She was a former employee of the Nigerian Television Authority (NTA).

Her path crossed this reporter’s at the National Assembly, where they both reported the activities of the Senate for their respective media organisations.

She was also a newscaster and would later become a media consultant. She plied the journalism trade for over two decades in full-time capacity in Nigeria and North America.

Osiagwu covered activities of the Nigeria High Commission in Ottawa Canada and the Nigeria Mission to the United Nations in New York for a decade, including the United Nations rotational presidency of the Security Council during the tenure of the former permanent representative of Nigeria to the UN Mission, Professor Joy Ogwu, in July 2010, October 2011 and August 2015 for the NTA.

Apart from covering the United Nations Global Compact for Safe, Orderly and Regular Migration in Marrakech, Morocco in 2018, Osiagwu covered the election process and emergence of the 74th president of the United Nations General Assembly, Professor Tijjani Bande, in June 2019 at the UN in New York.

Osiagwu obtained a masters in business administration and media leadership from the University of Cumbria in the United Kingdom.

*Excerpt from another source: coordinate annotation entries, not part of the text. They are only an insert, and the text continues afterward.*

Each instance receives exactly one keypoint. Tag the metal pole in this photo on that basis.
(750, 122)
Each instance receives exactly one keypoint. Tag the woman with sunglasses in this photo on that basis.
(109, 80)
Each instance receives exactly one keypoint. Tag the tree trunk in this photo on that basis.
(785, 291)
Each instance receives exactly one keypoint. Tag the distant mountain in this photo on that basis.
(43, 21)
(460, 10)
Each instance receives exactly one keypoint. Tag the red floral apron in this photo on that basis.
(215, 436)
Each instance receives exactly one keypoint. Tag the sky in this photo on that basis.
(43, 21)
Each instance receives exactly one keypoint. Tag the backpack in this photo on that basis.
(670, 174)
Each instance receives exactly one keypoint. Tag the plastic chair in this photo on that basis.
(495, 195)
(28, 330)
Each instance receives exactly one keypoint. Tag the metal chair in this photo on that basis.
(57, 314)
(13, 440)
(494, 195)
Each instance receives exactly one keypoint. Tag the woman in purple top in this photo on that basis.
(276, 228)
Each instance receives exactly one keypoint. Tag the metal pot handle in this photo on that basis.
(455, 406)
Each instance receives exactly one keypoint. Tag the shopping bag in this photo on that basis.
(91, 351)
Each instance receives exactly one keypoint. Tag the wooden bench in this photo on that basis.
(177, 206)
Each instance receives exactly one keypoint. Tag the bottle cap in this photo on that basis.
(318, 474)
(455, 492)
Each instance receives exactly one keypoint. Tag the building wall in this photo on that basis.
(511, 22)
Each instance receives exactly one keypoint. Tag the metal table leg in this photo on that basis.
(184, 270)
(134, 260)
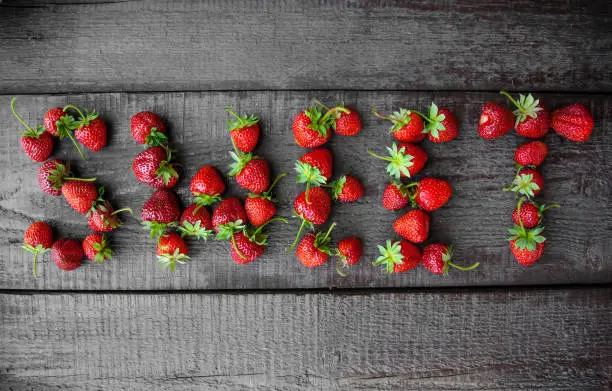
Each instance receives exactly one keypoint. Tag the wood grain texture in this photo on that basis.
(534, 339)
(66, 46)
(475, 220)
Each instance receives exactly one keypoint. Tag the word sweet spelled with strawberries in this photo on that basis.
(242, 224)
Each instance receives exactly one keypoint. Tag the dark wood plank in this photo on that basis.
(65, 46)
(534, 339)
(476, 219)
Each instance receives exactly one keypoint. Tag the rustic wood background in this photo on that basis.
(273, 324)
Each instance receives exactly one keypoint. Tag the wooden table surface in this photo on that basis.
(273, 324)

She also had a post-graduate diploma in broadcast performing arts from the Columbia Academy, Vancouver, British Columbia, Canada. She obtained a bachelor of arts degree in drama, majoring in theatre for development (TFD) at Ahmadu Bello University, Zaria.

Osiagwu was a member of IFLAS (the Institute for Leadership and Sustainability Cumbria Business School).

She worked at the NTA for 23 years and retired voluntarily in September 2019.

Publisher and Editor-in-Chief of THE CONCLAVE, Mr Sufuyan Ojeifo described Joy Osiagwu as a brilliant journalist who distinguished herself in the practice as a media professional.

He said the last time he saw Mrs Osiagwu was in June 2013 in Washington DC when she travelled down from Canada to cover an assignment involving the then Director General of NAFDAC, Dr Paul Botwev Orhii.

He said she would be sorely missed even as he prayed that the Almighty God would grant her soul eternal repose in His Bosom.